Anthropic Names Eight Unauthorized Share Platforms in Pre-IPO Equity Crackdown
Anthropic publicly blacklisting eight secondary market platforms signals tighter founder control over cap table composition before any IPO.
7. Anthropic Names Eight Unauthorized Share Platforms in Pre-IPO Equity Crackdown
Anthropic has formally warned investors against eight secondary market platforms it says are not authorized to facilitate buying or selling of its shares. The named platforms are Open Doors Partners, Unicorns Exchange, Pachamama Capital, Lionheart Ventures, Hiive, Forge Global, Sydecar, and Upmarket. The warning, reported May 12, 2026 by TechCrunch, does not allege fraud outright but puts prospective buyers on notice that transactions through these channels carry no company sanction. Forge Global and Hiive are among the better-known names on the list, both operating as established pre-IPO trading venues with significant retail and institutional reach.

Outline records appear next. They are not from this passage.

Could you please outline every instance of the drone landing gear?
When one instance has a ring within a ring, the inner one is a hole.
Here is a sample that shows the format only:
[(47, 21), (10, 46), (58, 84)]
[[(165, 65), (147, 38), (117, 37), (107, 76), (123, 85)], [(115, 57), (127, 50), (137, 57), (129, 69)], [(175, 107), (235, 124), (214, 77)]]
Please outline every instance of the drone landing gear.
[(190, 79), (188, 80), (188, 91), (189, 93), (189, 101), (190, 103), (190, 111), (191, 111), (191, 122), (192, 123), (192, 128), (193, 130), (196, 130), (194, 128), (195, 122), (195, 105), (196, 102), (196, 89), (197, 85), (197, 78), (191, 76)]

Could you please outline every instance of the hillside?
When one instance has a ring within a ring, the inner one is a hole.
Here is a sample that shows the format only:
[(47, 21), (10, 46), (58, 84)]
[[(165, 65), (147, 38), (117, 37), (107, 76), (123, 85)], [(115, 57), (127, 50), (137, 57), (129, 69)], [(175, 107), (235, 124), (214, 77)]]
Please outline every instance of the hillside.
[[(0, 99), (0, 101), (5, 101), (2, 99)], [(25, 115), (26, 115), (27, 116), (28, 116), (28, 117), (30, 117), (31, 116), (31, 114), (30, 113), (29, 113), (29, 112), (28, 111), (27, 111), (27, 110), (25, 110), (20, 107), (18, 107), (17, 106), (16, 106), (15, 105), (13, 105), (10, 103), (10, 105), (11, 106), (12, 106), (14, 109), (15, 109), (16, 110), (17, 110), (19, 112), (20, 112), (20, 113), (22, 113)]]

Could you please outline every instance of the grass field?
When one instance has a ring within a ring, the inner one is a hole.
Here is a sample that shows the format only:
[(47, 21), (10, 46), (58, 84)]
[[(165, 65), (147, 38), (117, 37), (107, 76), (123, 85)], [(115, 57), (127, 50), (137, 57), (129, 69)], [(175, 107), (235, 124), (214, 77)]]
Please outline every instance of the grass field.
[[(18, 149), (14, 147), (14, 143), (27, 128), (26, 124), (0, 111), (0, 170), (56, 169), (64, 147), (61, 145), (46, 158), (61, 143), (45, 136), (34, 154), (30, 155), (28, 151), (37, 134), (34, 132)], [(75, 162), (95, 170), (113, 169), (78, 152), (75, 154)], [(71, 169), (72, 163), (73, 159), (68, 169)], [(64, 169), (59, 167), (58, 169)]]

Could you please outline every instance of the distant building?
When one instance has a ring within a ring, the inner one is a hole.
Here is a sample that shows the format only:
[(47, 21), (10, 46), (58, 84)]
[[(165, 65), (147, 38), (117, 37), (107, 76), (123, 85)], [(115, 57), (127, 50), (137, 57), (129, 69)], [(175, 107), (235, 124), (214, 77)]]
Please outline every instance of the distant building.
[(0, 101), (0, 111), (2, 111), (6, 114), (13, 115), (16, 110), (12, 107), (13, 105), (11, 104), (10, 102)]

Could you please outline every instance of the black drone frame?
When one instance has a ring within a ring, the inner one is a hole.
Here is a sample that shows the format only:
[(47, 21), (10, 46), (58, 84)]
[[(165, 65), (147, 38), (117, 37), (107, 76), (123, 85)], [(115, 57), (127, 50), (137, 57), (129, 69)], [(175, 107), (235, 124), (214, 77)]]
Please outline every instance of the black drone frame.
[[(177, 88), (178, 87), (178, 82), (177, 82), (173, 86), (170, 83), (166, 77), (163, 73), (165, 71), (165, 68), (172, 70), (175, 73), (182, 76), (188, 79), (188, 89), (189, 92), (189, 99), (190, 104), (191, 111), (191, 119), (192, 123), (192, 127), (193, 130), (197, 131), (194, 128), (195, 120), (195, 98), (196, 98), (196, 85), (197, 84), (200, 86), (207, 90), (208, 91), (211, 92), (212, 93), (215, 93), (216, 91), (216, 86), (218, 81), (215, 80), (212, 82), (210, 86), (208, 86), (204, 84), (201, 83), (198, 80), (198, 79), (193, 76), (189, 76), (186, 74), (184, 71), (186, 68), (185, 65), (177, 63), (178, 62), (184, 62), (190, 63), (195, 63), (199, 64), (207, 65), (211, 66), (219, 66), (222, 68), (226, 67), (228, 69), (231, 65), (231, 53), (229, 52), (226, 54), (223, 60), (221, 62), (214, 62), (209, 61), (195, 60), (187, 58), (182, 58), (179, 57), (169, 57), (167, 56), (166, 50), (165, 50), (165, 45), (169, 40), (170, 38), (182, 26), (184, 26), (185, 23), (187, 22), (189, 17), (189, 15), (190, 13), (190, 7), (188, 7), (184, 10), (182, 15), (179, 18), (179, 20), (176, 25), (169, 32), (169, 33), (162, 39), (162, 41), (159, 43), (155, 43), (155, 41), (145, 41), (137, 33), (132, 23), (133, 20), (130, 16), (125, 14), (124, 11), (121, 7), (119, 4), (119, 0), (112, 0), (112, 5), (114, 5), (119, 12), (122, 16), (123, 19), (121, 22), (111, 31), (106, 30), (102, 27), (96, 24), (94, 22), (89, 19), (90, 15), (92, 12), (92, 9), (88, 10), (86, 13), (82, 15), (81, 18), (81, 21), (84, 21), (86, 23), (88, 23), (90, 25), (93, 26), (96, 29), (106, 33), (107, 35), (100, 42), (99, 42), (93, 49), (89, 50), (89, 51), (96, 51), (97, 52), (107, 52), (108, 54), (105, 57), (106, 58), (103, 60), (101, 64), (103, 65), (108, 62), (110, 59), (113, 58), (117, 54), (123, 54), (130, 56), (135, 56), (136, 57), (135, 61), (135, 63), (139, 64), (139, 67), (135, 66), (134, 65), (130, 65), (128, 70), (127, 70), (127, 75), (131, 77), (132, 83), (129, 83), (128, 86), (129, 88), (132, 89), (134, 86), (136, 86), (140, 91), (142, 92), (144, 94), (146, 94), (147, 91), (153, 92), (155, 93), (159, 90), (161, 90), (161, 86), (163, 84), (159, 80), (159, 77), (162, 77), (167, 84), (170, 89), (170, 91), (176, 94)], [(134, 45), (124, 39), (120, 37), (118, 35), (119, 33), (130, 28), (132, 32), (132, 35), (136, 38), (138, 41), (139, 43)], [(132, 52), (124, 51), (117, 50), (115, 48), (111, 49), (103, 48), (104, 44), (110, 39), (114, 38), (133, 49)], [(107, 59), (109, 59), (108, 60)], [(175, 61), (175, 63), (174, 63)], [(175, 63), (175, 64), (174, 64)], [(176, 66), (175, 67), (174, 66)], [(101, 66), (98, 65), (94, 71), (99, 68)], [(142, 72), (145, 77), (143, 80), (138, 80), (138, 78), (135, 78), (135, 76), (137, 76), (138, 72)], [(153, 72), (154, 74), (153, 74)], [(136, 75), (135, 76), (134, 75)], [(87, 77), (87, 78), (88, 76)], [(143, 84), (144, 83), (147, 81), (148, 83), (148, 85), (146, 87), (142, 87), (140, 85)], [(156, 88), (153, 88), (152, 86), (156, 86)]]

The move is less about investor protection than cap table control. Late-stage private companies lose visibility into their shareholder base when secondary trades happen without their involvement. For Anthropic, which has raised at a reported $61.5 billion valuation and counts Google and Amazon among its strategic backers, unknown shareholders create real complications: they can surface at IPO registration, complicate governance, and introduce pressure on pricing timelines. By publicly naming these platforms, Anthropic is effectively telling the secondary market that unsanctioned trades will not convert into legitimate equity positions without friction. That is a warning directed as much at the platforms themselves as at retail buyers chasing AI exposure before a public offering.
The broader pattern worth watching: as AI valuations stay elevated and IPO windows remain uncertain, secondary market activity in companies like Anthropic, xAI, and OpenAI has grown sharply. Founders and boards are responding with tighter transfer restrictions and, now, public callouts. The next move to track is whether Anthropic establishes its own controlled liquidity program, as SpaceX and Stripe have done, to redirect secondary demand through company-approved channels rather than simply blocking it.